I’m going to take a leap of faith here and assume that the town of Kickapoo was named after the Kickapoo Indians. Here’s a brief history of their time in Illinois courtesy of NativeAmericans.com:

“Kickapoo Native North Americans, whose language belongs to the Algonquian branch of the Algonquian-Wakashan linguistic stock and who in the late 17th cent. occupied SW Wisconsin. They were closely related to the Sac and Fox. The culture of the Kickapoo was essentially that of the Eastern Woodlands area, but they also hunted buffalo, one of the few traits that the Kickapoo adopted from their neighbors in the Plains area. After the allied Kickapoo, Ojibwa, Ottawa, Potawatomi, and Sac and Fox tribes massacred (c.1769) the Illinois, they partitioned the Illinois territory. The Kickapoo, numbering about 3,000, moved south to central Illinois.

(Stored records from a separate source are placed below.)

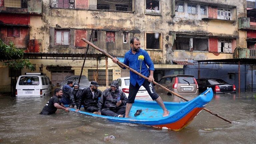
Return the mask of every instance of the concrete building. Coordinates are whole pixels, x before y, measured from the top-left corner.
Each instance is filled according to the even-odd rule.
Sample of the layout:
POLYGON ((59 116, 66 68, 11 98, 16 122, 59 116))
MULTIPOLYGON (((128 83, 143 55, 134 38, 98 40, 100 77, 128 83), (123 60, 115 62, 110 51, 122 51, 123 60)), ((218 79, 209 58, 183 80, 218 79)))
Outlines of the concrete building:
MULTIPOLYGON (((233 58, 234 54, 250 52, 246 40, 248 31, 239 28, 238 22, 247 17, 245 0, 15 0, 21 3, 18 8, 7 4, 11 1, 0 0, 1 24, 11 26, 10 15, 26 19, 19 16, 23 16, 27 20, 11 23, 20 27, 19 37, 14 32, 9 35, 9 30, 1 28, 0 37, 26 49, 36 71, 46 73, 56 86, 67 75, 80 74, 82 58, 63 58, 85 53, 87 45, 81 38, 89 40, 91 33, 94 45, 121 61, 130 49, 131 38, 139 37, 142 48, 155 64, 157 80, 170 74, 197 75, 196 67, 190 65, 193 60, 233 58), (23 8, 24 2, 27 2, 27 8, 23 8), (62 54, 55 59, 42 60, 35 58, 34 53, 50 59, 54 59, 49 58, 52 55, 62 54)), ((91 47, 88 54, 101 54, 91 47)), ((27 71, 22 70, 21 73, 27 71)), ((8 71, 4 66, 0 69, 6 74, 8 71)), ((112 80, 129 75, 104 58, 87 60, 83 74, 89 81, 99 81, 102 89, 112 80)), ((7 78, 0 78, 5 86, 10 83, 7 78)))

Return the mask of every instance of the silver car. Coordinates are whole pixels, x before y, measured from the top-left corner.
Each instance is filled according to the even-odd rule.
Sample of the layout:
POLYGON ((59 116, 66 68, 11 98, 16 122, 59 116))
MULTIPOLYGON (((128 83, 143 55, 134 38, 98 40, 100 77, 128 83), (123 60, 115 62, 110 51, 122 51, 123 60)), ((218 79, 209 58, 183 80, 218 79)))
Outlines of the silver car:
MULTIPOLYGON (((181 96, 198 95, 198 85, 194 76, 170 75, 163 77, 158 83, 168 89, 181 96)), ((171 94, 158 85, 154 87, 158 93, 171 94)))

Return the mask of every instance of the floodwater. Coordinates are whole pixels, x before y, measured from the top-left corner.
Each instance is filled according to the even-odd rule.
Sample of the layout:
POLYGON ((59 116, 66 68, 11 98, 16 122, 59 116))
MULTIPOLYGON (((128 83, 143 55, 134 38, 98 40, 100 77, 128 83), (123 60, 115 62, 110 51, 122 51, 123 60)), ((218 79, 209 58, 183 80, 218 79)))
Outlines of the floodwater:
MULTIPOLYGON (((0 143, 254 144, 255 94, 216 95, 206 106, 234 123, 203 110, 189 125, 178 132, 111 122, 63 110, 51 115, 41 115, 39 114, 49 97, 12 98, 1 96, 0 143), (116 138, 104 141, 105 137, 111 135, 116 138)), ((164 94, 161 97, 165 101, 179 99, 164 94)))

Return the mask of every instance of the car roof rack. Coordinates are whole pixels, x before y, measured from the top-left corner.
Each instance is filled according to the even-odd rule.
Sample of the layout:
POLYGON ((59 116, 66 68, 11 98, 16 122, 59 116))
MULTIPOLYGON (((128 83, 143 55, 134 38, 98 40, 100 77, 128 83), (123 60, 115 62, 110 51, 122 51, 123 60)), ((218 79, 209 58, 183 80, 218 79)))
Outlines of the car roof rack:
POLYGON ((25 73, 25 75, 44 75, 46 74, 43 73, 25 73))

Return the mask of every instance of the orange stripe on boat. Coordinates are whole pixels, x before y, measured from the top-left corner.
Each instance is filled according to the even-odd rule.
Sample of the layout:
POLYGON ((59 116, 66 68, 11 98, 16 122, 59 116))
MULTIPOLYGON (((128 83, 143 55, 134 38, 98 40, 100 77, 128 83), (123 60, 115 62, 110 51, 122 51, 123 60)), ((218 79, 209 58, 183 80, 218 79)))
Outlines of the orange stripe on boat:
POLYGON ((155 125, 154 127, 162 128, 166 127, 169 129, 178 131, 188 124, 204 108, 195 108, 181 119, 174 123, 160 125, 155 125))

Later they split in two; the Vermilion group settled on the Vermilion River, a tributary of the Wabash, and the Prairie group on the Sangamon River. The Kickapoo, a power in the region, sided with the British in the American Revolution and in the War of 1812, when they aided the Shawnee chief Tecumseh. By the Treaty of Edwardsville (1819) the Kickapoo ceded all their lands in Illinois to the United States.”